Portfile as howto
I had an interesting Apache gdb session recently wherein I discovered that the Apache Portable Runtime (APR) package on one of my clients' shiny new Debian Linux boxes was.... well ... completely borked, causing a segfault for every apache child process. It's my fault for using the testing distribution, but (hey!) the box isn't all that important and it's an excuse to see what's new in Debian-land. However, as I actually do want to serve a web page from this machine, I figured it best not to further trust the package manager to find me non-broken software. I decided to download APR and friends + apache and compile it myself. The last time I did anything like this, I used MacPorts (then darwinports) to compile and install apache on my mac at home, a very "batteries included" affair as MacPorts selects a good set of default options for me. After some attempts to grok the various configuration options for Apache, I decided that I really just wanted the same options I have installed on the MacPorts+OSX box at home. Enter MacPorts happily human readable portfiles.
In the MacPorts portfile for apache we find the configure.args line.
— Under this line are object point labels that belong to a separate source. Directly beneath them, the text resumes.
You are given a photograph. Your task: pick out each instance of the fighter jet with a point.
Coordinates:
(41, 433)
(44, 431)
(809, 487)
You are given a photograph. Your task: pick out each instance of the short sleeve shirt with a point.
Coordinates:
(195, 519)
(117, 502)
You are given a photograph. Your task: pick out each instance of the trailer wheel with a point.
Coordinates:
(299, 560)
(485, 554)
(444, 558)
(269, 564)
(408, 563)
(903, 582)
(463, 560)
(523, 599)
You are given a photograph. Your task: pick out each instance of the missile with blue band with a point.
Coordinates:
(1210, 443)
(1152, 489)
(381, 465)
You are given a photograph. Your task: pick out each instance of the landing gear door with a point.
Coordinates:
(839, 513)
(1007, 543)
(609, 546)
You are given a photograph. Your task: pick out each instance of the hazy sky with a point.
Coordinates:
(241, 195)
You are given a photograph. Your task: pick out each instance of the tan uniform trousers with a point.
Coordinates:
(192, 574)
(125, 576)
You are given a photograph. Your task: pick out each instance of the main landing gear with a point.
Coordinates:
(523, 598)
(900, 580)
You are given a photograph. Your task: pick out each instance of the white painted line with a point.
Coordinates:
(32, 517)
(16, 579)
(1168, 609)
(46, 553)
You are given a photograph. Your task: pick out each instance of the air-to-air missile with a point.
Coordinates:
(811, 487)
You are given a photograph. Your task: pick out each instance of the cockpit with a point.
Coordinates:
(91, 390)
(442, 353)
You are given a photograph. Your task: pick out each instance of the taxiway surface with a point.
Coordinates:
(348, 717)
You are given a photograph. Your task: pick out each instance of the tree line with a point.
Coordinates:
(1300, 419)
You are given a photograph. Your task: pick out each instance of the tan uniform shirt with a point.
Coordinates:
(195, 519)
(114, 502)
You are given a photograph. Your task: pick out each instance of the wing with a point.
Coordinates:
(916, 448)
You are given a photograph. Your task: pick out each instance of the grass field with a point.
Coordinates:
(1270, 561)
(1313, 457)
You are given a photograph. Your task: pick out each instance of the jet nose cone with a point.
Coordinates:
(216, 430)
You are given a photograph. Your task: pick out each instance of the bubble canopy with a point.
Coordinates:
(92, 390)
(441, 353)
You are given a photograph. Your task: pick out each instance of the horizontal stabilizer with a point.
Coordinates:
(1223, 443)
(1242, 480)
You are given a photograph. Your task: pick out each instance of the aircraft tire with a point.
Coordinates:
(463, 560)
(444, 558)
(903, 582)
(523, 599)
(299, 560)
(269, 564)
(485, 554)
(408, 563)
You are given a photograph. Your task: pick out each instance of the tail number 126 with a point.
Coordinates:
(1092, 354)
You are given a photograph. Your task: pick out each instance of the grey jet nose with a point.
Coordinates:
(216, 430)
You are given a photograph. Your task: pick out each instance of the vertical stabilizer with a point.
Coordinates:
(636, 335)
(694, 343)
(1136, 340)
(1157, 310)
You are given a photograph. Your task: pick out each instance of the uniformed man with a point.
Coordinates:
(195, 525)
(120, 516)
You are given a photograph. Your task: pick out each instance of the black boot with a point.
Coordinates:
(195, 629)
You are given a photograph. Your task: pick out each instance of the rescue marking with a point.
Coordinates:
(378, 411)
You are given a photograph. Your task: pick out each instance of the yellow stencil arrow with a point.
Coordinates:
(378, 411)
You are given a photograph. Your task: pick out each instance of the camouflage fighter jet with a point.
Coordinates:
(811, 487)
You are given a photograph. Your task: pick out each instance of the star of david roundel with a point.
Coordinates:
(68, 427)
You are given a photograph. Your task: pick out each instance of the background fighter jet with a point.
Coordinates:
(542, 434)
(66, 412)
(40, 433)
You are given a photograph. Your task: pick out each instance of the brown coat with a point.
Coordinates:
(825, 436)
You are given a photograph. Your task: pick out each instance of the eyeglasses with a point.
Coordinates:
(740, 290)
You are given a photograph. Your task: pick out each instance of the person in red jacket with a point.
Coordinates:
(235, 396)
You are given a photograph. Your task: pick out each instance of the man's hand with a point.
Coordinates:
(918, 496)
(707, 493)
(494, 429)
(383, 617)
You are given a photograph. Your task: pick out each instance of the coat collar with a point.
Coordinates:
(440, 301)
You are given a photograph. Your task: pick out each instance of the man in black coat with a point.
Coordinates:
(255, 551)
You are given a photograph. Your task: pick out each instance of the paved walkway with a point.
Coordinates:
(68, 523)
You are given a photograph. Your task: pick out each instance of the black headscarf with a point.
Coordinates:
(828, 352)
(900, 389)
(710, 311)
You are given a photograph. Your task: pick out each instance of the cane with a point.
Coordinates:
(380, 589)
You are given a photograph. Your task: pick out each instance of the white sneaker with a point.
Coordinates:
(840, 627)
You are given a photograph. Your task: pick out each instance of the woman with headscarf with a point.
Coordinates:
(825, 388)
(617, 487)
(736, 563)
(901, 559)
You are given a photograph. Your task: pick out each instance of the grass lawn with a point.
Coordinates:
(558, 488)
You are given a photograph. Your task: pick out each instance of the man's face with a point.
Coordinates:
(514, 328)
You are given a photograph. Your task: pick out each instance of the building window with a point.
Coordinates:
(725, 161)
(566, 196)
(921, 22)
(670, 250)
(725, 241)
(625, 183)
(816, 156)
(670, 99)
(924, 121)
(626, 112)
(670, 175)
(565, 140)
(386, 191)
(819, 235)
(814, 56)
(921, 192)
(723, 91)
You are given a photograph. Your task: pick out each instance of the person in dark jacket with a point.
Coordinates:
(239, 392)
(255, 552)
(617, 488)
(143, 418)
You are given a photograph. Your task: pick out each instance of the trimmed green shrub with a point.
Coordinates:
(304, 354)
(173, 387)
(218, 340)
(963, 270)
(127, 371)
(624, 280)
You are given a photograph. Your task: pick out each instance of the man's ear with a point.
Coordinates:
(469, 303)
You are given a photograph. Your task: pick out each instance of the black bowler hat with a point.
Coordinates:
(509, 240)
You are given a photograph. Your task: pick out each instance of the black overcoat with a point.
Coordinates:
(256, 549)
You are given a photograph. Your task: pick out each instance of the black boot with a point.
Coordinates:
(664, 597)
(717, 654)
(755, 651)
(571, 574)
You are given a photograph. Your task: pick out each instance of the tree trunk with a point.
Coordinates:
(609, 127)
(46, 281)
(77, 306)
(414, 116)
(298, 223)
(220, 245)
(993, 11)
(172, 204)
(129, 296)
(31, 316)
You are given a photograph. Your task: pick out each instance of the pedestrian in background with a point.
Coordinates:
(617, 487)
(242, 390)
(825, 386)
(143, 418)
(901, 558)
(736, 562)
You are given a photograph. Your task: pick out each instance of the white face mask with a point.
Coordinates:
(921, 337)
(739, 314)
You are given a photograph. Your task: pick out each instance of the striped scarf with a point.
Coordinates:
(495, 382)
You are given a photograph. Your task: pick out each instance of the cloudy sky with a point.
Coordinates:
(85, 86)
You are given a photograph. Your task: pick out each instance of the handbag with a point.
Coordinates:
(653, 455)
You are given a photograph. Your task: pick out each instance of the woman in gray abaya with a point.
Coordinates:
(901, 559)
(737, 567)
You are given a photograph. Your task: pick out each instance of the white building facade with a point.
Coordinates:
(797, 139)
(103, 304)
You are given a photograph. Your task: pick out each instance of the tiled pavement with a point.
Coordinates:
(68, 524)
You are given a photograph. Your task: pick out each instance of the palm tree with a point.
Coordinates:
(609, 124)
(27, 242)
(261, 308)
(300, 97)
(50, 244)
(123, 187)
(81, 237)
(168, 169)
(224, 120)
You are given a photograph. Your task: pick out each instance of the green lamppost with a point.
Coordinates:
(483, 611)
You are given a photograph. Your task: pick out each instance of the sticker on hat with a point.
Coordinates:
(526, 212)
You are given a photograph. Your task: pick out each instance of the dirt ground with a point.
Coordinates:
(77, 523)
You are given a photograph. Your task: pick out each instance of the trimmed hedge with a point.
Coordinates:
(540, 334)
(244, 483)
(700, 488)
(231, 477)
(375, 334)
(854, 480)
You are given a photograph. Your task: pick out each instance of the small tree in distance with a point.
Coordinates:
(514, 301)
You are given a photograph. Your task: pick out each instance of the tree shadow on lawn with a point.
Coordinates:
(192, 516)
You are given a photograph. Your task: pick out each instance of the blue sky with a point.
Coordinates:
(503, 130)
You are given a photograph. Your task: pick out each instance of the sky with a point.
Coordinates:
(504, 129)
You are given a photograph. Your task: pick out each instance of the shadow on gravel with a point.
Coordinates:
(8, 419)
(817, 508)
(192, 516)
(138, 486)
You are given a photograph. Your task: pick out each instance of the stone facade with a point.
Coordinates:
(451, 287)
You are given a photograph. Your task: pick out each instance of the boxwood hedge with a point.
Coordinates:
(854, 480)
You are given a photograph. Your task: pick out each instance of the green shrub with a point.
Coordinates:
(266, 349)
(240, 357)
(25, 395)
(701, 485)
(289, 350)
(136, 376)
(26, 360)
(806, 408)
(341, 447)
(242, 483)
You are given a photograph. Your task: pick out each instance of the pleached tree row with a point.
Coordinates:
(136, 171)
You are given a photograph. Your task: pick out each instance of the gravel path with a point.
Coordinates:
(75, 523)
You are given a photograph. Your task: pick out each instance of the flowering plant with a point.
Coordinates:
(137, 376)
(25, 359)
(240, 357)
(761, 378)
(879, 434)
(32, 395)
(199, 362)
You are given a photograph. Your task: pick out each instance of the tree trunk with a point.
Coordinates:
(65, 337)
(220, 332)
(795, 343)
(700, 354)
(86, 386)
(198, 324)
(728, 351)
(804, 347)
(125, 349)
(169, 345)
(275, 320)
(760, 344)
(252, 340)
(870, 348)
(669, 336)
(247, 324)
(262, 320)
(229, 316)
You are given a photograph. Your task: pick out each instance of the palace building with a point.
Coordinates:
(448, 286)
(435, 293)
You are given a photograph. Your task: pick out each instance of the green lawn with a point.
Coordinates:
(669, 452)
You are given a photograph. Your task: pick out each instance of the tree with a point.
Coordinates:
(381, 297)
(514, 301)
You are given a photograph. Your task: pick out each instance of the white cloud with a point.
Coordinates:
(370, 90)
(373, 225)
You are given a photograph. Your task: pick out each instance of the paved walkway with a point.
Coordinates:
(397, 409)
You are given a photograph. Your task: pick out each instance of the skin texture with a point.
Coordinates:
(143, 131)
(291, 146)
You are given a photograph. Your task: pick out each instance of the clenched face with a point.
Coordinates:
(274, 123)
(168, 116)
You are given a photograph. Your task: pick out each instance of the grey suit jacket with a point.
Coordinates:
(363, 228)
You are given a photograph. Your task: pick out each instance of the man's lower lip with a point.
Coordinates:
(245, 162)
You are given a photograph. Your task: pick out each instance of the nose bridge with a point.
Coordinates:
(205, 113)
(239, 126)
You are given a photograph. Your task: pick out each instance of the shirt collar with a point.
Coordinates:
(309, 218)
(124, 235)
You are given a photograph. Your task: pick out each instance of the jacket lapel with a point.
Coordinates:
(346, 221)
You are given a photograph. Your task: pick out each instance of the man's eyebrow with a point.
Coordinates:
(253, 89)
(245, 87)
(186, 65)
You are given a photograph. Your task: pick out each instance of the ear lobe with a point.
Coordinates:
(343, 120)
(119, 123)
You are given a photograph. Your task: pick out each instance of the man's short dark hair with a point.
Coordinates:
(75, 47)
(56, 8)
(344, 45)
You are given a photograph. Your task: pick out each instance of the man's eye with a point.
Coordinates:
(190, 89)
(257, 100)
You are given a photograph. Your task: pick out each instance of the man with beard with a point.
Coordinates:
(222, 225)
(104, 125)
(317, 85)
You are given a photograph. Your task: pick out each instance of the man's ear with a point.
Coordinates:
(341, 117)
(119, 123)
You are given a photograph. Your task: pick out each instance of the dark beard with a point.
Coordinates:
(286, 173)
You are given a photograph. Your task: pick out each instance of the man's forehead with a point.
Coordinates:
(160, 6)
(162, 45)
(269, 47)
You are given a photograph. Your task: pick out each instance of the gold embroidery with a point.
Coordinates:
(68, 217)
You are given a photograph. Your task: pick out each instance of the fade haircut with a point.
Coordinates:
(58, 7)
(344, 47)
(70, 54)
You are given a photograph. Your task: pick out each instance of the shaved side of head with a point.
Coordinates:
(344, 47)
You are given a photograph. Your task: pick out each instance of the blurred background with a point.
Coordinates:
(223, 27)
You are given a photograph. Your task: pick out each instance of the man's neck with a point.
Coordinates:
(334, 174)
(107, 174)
configure.args --with-apr=${prefix}/bin/apr-1-config --with-apr-util=${prefix}/bin/apu-1-config --libdir=${prefix}/lib --with-expat=${prefix} --with-pcre=${prefix} --mandir=${prefix}/share/man --enable-mods-shared=all --enable-ssl --with-ssl=${prefix} --enable-deflate --enable-proxy --enable-proxy-connect --enable-proxy-http --enable-proxy-ftp
All that was necessary was to make the prefix variable point to where I wanted to install apache, drop in the args above for the ./configure script, and everything compiled without a hitch. I did already have the various other dependencies (ssl, etc.) installed on my system from the aborted attempts at installing the Apache2 package, so there were no surprises from missing libraries. Editing the (happily very clear and atomic) default apache configuration files a little brought me to the necessary service configuration very quickly. Now I have virtual hosting, mod_rewrite (to send all requests on port 80 to the https port), and some other nice features running on the very latest stable Apache2.